Zugleich wollen die Banken-Arbeitgeber ihren Instituten mehr Flexibilität und damit bessere Geschäftschancen ermöglichen, indem der tarifliche Rahmen für Samstagsarbeit maßvoll erweitert wird. Dabei gehe es keineswegs darum, Beschäftigte flächendeckend an Samstagen einzusetzen, sondern sehr gezielt dort, wo dies Märkte und geänderte Rahmenbedingungen erfordern. Entsprechend seien die Arbeitgeber bereit, das Ausmaß an Samstagsarbeit prozentual deutlich zu begrenzen.
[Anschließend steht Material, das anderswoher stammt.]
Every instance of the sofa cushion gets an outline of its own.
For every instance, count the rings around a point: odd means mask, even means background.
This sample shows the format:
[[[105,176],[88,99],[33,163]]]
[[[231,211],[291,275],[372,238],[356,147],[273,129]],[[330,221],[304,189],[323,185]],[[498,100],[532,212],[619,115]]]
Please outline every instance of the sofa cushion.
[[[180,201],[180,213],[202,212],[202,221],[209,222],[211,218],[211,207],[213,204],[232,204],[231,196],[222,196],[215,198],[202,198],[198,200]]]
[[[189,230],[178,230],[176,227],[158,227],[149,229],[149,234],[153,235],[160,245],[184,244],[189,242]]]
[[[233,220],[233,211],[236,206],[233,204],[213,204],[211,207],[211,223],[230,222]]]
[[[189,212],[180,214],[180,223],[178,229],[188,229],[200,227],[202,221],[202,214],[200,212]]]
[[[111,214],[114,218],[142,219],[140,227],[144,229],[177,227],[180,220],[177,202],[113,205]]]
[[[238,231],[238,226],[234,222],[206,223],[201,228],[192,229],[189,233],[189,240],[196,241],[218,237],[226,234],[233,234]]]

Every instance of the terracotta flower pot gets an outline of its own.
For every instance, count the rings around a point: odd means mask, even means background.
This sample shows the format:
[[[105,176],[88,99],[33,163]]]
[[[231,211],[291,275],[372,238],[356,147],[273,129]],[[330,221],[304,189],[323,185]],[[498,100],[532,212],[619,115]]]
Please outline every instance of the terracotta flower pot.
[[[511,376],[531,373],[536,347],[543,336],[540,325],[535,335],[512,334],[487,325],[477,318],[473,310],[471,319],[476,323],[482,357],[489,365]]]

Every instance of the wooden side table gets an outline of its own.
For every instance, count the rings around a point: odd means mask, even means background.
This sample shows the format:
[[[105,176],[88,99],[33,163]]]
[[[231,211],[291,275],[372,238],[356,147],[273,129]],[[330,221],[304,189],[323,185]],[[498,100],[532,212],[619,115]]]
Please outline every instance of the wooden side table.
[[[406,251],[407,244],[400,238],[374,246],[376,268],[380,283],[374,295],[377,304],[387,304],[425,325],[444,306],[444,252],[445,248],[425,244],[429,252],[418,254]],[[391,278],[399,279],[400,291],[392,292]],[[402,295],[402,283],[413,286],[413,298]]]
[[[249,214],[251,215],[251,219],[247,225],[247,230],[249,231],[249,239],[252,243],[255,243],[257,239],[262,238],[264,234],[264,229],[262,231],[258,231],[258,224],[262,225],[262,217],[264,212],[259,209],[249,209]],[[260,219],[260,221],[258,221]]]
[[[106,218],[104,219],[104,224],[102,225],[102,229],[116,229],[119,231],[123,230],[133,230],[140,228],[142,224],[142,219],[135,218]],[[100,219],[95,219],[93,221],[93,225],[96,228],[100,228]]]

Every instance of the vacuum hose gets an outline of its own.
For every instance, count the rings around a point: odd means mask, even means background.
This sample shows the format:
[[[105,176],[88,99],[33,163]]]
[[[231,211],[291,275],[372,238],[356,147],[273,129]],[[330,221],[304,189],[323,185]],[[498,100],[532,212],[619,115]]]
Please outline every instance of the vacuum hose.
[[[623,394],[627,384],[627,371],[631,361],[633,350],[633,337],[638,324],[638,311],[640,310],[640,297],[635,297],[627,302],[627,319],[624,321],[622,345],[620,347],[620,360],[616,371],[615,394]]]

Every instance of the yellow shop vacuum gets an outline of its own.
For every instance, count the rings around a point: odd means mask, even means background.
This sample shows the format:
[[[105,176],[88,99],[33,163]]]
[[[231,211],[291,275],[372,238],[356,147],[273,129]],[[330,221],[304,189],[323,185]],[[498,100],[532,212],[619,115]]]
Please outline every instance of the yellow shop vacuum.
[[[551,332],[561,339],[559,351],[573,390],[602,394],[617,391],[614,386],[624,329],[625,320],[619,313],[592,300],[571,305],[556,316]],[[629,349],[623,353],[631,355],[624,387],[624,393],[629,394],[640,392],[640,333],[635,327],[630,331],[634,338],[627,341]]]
Dies sei den Gewerkschaften bereits im vergangenen Jahr in den Tarifgesprächen zur Samstagsarbeit konkret zugesagt worden, die aufgrund einer Verhandlungsverpflichtung aus dem Jahr 2012 geführt worden seien. Ebenso seien Ausnahmen bei sozialen und familiären Härtefällen und das Thema Zuschläge angesprochen worden.

Ablehnend haben die Arbeitgeber auf die Forderung der Gewerkschaften reagiert, tarifliche Vorruhestands-Ansprüche zu verlängern. Dieses Instrument berge Gefahren für die Wettbewerbsfähigkeit der Branche: Durch die Rentenpläne der Bundesregierung werde es für immer mehr Beschäftigte attraktiv, eine Vorruhestandsregelung mit 61 Jahren in Anspruch zu nehmen. Dadurch würden auch im Bankgewerbe angesichts des stetig steigenden Durchschnittsalters der Belegschaften bestimmte Altersjahrgänge erheblich ausgedünnt. Das Bankgewerbe als Tarifpartner könne es sich nicht leisten, für alle Unternehmen der Branche einen einseitigen Anspruch auf Frühpensionierung zu zementieren.